Gibson beams: “A great example is Boeing, which has the constant need to be able to track aircraft parts on their manufacturing floors, whether it be a small engine piece or an entire wing. Boeing utilizes our location-based services with their WiFi network to be able to track all of these devices to know where they are and keep them catalogued.”

“With the WiFi network the primary application is data mobility, real-time access ability,” says Gibson. “Let’s say you’re on a laptop or you have a new voice device that talks over WiFi. There are many benefits to purely using that wireless network for mobility. But that same network can also be used to track various assets and devices, and that’s when you get to build some really interesting business cases around location, which makes it a multipurpose network.”

“Asset tracking can utilize active RFID tags,” says Gibson, “and any WiFi-enabled device can be tracked with our location-based technology. That’s one part of the puzzle. The other area that we look at is, how do we use location to provide more efficient methods of communication? I mean, let’s say the network has knowledge of where I am on the Cisco campus. That information can be used and fed into say, a unified messaging application. And that messaging app can then determine ‘Okay, I know that Ben is not in his office. He’s over in the Customer Briefing Center. Therefore, the best way to reach him is by, say, cellular phone or instant messaging or gee, Ben has just returned to his office’.”

“What we’re also doing at Cisco is looking at how we can marry up location- based information and then tie that to different communications or messaging applications, to deliver the notion of presence-based applications,” says Gibson.

Gibson drills down: “So, I’d categorize the two areas of focus for us as answering the following questions: How do we track people for the purpose of communication? And then how do we track devices in terms of streamlining business operations?”
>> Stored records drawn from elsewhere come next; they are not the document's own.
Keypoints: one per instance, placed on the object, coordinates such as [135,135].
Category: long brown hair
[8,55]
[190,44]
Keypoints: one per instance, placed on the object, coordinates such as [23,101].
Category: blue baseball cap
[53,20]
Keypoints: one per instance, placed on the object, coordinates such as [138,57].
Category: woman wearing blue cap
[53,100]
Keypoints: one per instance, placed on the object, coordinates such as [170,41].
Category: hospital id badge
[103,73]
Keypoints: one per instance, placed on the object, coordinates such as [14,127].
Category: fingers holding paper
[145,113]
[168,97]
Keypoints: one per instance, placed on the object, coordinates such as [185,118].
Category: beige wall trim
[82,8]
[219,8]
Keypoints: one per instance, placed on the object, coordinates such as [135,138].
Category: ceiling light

“There’s the potential of using this in a telematics environment,” says Gibson, “of using it in automobiles in concentrated zones, if you will, where WiFi mesh networks are deployed. But the question arises as to how broadly mesh WiFi networks can be scaled up to do that over a much wider area than you would normally encounter. That would require a huge number of outdoor mesh access points to enable such an application. There are some possibilities for such an application, but I think when it first appears it will be confined to various ‘zones’ within cities or certain areas. It’s feasible from a cost perspective to deploy a WiFi mesh in a zone where you have a high density of usage and/or a high development area.”

“When you talk about broadband wireless technologies that can be used as a platform to deliver location-based services,” says Gibson, “a critical notion is that you have to look at what’s embedded in the client device itself. Today, one thing that WiFi enjoys is strong client ubiquity. It’s not just laptop computers. Day by day, you’re seeing new and different types of devices that are getting WiFi integrated into them. You need to have that unless you’re attaching an RFID tag to that device to be able to track all of these things. From that standpoint, there’s going to be a very clear play for WiFibased location services for the foreseeable future.”
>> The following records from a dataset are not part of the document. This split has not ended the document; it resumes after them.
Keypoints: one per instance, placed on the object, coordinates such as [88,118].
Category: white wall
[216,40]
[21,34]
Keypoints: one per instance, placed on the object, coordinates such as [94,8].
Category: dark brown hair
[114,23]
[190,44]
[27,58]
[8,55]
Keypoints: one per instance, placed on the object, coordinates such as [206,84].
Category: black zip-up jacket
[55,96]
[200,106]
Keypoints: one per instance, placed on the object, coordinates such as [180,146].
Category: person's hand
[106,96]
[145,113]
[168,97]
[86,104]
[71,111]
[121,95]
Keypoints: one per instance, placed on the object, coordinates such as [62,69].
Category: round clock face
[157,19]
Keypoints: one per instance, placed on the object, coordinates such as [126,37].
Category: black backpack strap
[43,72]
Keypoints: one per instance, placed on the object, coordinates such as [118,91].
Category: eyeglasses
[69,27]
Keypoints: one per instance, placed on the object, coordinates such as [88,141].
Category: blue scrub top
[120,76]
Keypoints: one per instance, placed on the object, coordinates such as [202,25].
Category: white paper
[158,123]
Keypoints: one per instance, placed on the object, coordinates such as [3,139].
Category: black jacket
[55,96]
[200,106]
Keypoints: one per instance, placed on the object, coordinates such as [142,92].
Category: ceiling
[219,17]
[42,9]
“Could all of this be done with some newer longer range technology such as WiMAX 2?” asks Gibson. “Certainly that’s a possibility. We’re still a few years away from that, however. While the Mobile WiMAX standard is still maturing to standards ratification, the next step is that you need to see ubiquity in terms of WiMAX integrated down into dual mode phone devices or laptop computers. To get to that point you must ride the cost curve down to where it makes sense economically, and that’s yet to happen.”

In short, “location-based services” is one of those tantalizing futuristic concepts that takes a while to get going, but once it does, expect a flood of applications and users.

Richard “Zippy” Grigonis is Executive Editor of TMC’s IP Communications Group.